Wednesday, October 29, 2008

Dodd, Lieberman and Buyer’s Remorse

The poll numbers on the public’s dissatisfaction with Connecticut’s two US senators, Chris Dodd and Joe Lieberman, suggest something is rotten in Denmark.

The approval ratings of both senators dipped below 40 percent in October, according to a recent poll commissioned by the Hartford Courant from the Center for Survey Research and Analysis at the University of Connecticut.

The dip is regarded as especially troublesome for Dodd, who is up for re-election in 2010; Lieberman will not face the firing squad until 2012.

Lieberman’s unpopularity may be traced to his attempt at rebranding. A liberal Democrat for most of his political career, Lieberman jumped the Democrat Party fence more than two years ago when he was challenged and defeated in a primary by Ned Lamont, a wealthy but politically undistinguished anti-Iraq war candidate from Greenwich, Connecticut. Lamont’s candidacy was supported by former governor and senator Lowell Weicker, whom Lieberman had earlier defeated in a bitter senate race, an anti-war faction of the Democrat Party in full rebellion against Democrat war hawks and, after the primary, many well known politicians, including Dodd and former president Bill Clinton.

Since then, Lieberman has further antagonized the Eugene McCarthy wing of the Democrat Party by supporting the presidential candidacy of Sen. John McCain over that of Sen. Barack Obama, who is leading McCain in the polls, though indicators show a drop off in support for Obama as the presidential race nears the finishing line.

The Iraq war has been defused as a Democrat campaign pry-bar used to wedge Republican supporters of the war from their congressional seats because, under a new war strategy adopted more than two years ago, prospects have dramatically improved in Iraq.
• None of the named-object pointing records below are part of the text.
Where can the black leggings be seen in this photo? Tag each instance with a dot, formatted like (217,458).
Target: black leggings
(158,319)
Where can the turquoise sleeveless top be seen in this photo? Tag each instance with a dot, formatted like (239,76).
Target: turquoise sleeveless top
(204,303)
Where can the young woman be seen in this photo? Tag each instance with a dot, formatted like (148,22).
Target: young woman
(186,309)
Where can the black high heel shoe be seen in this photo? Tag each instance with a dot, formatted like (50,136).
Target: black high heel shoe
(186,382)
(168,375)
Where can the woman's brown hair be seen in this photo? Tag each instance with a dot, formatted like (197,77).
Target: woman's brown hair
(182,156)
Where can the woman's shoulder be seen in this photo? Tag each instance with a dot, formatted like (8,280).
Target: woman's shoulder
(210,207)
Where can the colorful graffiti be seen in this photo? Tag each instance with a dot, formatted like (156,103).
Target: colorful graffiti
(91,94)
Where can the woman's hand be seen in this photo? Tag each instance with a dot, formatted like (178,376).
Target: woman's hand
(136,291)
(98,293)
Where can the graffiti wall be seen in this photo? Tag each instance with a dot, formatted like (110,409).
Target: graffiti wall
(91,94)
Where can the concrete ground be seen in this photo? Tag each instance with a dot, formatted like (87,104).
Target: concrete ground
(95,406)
The Wall Street collapse has buoyed many Democrat candidates, including Obama – but not Dodd.

Nothing in Dodd’s recent past suggests that he will any time soon bolt the Democrat Party and join Lieberman in a centrist revolt against the left wing of his party; but then, Dodd has never been successfully challenged and defeated in a primary.
Dodd’s problem arises from a perceived stench of corruption.

The media campaign against corruption in Connecticut reached its Thermador – the tipping point of the French Revolution -- during the corruption trial of former Governor John Rowland. Pressures from all corners – ethicists, the media, which was eager to rend a politician perceived to be corrupt, political opponents, state legislators who had begun and then aborted an impeachment process, federal agents armed with RICO statutes -- were brought to bear against Rowland, who finally reached a deal with prosecutor that involved pleading guilty to a single charge of corruption and spending a year in prison.
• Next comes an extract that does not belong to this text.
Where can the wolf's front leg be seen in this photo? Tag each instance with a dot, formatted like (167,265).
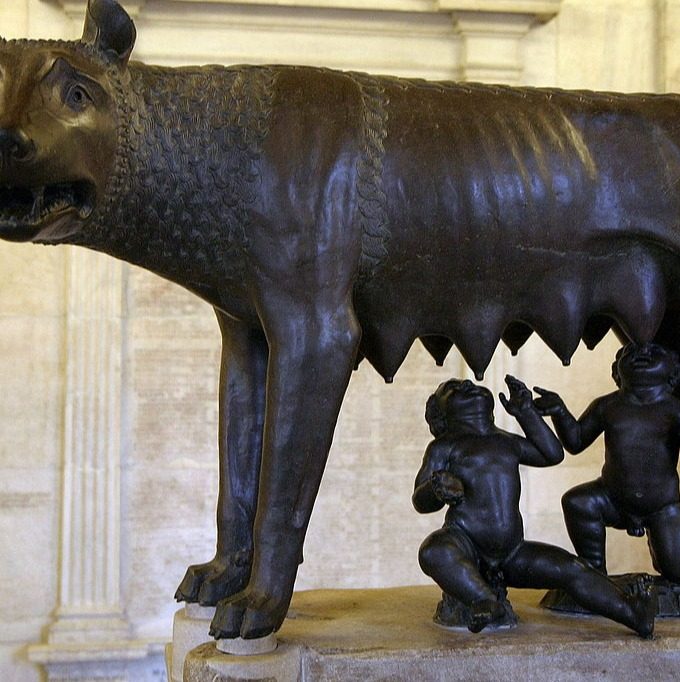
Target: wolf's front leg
(241,418)
(312,353)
The heat from that Thermador now threatens to blast the political career of Dodd, who now faces an ethics inquiry over charges that he received preferential treatment on two mortgages from Countrywide Financial, whose president has afforded Dodd special favors.
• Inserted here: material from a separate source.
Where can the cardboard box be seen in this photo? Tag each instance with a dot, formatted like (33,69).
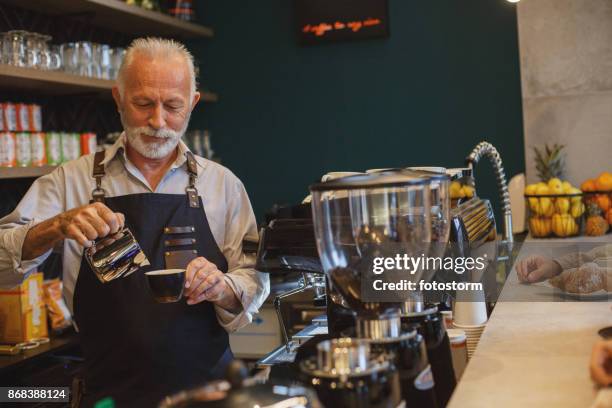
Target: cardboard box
(22,311)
Lieberman stands in the dock accused of, at worst, traitorous acts towards a party from which he has already disassociated himself. While Lieberman remains a registered Democrat and while he still caucuses with the Democrats in congress, except during political strategy meetings, the possibility that Lieberman will run for re-election in 2012 on the Democrat Party line is laughably remote. Dodd, should he choose to run for re-election to the senate, will be supported by his party; and Dodd stands in the dock accused of corruption, a horse of a different color.

This means that while people seem to be equally dissatisfied with both senators, they are dissatisfied for different reasons.

Before the firing squads cock their rifles, there will be time, to quote the poet T. S. Elliot, “for a hundred visions and revisions that time will soon erase.”